1960年冬,中共中央根據毛澤東的指示,全國農村開展整風整社運動。本文作者晏樂斌當時在公安部門任職,深入參與了貴州省的整風運動。當他到達嵩枝管理區後,被安排在管理區總支書記楊書記家裏住,楊家7口人,夫妻2人,一個18歲的女兒,7歲、3歲的男孩各一個,楊的父母。這裏地勢高,是黔北高寒山區,氣溫低,3月間的住房裏還燃燒煤炭取暖,一家7人全擠住一間30平方米的房裏。安放着兩張大床,煤炭火在房中間,是用幾塊磚圍起來的,他回憶:「我一進這間房,煤氣很重。我的被蓋被打開,被子裏睡着一個女人,楊書記對我說,這是他女兒。說這裏窮沒有被子,就只好用我的,要我將就一點,要我同他女兒睡一起。我感到駭然,斷然拒絕。他妻子說:「同志呀!這沒有關係的,你到我們這裏來,熟悉了就會習慣的。」這時他女兒從被子裏站起來,赤身裸體,一絲不掛。」本文摘自2015年炎黃春秋第12期,作者晏樂斌,原題為《我經歷的整風整社與四清運動》。

四清運動現場

整風整社運動

1960年冬,中共中央根據毛澤東「我們的基層政權,有相當一部分不在共產黨手裏」,「要把壞人篡奪的領導權奪回來」的指示,在全國農村開展整風整社運動。貴州省委及時在全省進行了部署,省政法系統派出200多名工作人員,分赴畢節專區水城縣、畢節縣,興義專區貞豐縣、冊亨縣,黔南苗族布依族自治州的羅甸縣、望謨縣,我隨同公安廳辦公室主任劉世傑、政治部主任魏新華率領的公安廳、省政法幹部學校60多名工作人員,於12月16日從貴陽乘卡車當天抵達水城縣。選定水城縣,省委認為,該縣問題嚴重,餓死人多(8萬),說是個爛掉了的縣,縣委書記劉福臣被逮捕。縣委又要我們去該縣尖山垻公社,說該社是個三類社,死人多。

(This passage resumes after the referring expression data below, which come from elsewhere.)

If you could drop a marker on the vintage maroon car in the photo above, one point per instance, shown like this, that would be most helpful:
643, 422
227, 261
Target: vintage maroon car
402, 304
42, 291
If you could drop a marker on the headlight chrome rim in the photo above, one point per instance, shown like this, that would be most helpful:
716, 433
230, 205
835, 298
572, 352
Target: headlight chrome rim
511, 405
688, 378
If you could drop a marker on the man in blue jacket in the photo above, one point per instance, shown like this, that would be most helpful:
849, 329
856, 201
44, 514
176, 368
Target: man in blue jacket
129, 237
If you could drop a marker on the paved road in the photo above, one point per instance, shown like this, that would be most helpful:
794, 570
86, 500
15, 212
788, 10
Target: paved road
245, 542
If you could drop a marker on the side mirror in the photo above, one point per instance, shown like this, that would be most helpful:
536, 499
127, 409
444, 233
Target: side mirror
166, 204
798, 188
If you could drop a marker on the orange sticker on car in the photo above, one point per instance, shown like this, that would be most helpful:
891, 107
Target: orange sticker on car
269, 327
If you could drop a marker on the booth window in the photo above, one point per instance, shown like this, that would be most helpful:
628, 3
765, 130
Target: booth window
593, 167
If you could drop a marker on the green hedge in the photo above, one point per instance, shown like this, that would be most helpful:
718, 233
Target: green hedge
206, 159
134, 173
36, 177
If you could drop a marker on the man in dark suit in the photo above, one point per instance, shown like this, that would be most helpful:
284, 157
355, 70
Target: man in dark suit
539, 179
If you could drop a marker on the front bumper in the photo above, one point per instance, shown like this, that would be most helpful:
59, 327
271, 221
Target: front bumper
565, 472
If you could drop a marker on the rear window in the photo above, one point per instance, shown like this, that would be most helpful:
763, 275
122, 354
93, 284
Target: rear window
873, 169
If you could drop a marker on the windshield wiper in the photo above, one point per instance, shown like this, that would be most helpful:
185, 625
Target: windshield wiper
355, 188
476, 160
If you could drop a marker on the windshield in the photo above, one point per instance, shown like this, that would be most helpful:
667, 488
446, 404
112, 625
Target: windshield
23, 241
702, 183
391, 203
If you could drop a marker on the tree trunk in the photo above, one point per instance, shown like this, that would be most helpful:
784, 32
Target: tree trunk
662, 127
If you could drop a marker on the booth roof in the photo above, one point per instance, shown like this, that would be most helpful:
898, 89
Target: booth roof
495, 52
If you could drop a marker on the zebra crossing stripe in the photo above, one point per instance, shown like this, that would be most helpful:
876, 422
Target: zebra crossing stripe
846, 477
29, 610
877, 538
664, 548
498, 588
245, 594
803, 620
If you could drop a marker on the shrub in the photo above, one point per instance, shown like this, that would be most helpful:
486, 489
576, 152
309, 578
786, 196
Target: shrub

12月17日下午,我們這60多人到達尖山垻公社所在地濫垻,工作人員當即分赴全社5個管理區,我與劉世傑同志等6人當晚住在該社尖小垻管理區尖山垻大隊的倉庫樓上,自帶行李,吃飯在大隊食堂。當晚我們去大隊食堂買飯的路上,見到成群結隊的社員,男女老幼100多人在大隊食堂前的路上排着長長的隊,有的拿着碗,有的拿着鍋、盆,衣衫襤褸,我們跟着排在隊後,等候食堂工作人員發飯,有的社員領到飯之後,在路邊吃了起來,有的是為家人領的,順便我問他們家裏離這裏有多少路程?有的說是本村的,有的說離家一里二里,三四里的。我問他們為什麼不在生產隊辦食堂?他們說,上邊規定一個生產大隊辦一個食堂,說「食堂是社會主義陣地,分散了不好」。這個大隊有一個晏家寨生產隊,70多戶人家,300多口人,男女老幼到大隊食堂領飯走三四里路,等吃了上午的飯,再走三四里回到家,他們恐怕又餓了。所以一些老弱病殘和小孩,有的乾脆不回家,等吃了下午這頓飯之後,才蹣跚地回到家,天天如此。那裏是高寒山區,冬天天寒地凍、路滑、雨雪多,雲霧大,一些老弱病殘、婦女兒童,去大隊食堂途中,翻山越嶺,艱難跋涉,身上衣服單薄,沒有病的人會拖成病,更不用說殘疾人。我看到那些拖兒帶女的人,看到這樣的窮折騰,看在眼裏,心裏十分難受,不是滋味。這裏的人民群眾多麼好,多麼善良啊!當時我們下鄉的工作人員的糧食定量,由23斤增加到28斤,我們將糧票買成大隊食堂的飯票,每天二頓,每頓就是4兩原糧的玉米飯,又無菜,只能算個半飽,後我向食堂要了一碗開水喝,就算是吃了晚飯。當時我見到社員群眾碗裏的飯比我們少得多,我默默地想,也是提醒自己,應該知足了,農民們常年累月地在這塊土地上勞動生息,能這樣忍飢挨餓地生活下去,我們這些城市機關工作的人就不行嗎?我時刻提醒自己,警告自己,一定要堅持下去,與群眾同甘共苦,渡過難關。當晚,我隨劉世傑同志到就近一戶社員家走訪。這一家姓陸,有六七口人,當我們走近這一家門前不遠處,見一男一女在一條小水溝邊收拾洗淨的爛白菜幫子。後來才知道這對男女是陸家的男女主人,都有40多歲。我問他們洗這些白菜幫子用來餵豬,還是做別的用?主人說,是人吃,與從大隊食堂領來的飯攪合在一起再煮一下,做全家人的晚餐,這些爛白菜幫子是修築貴陽到昆明鐵路工程隊的食堂扔掉的。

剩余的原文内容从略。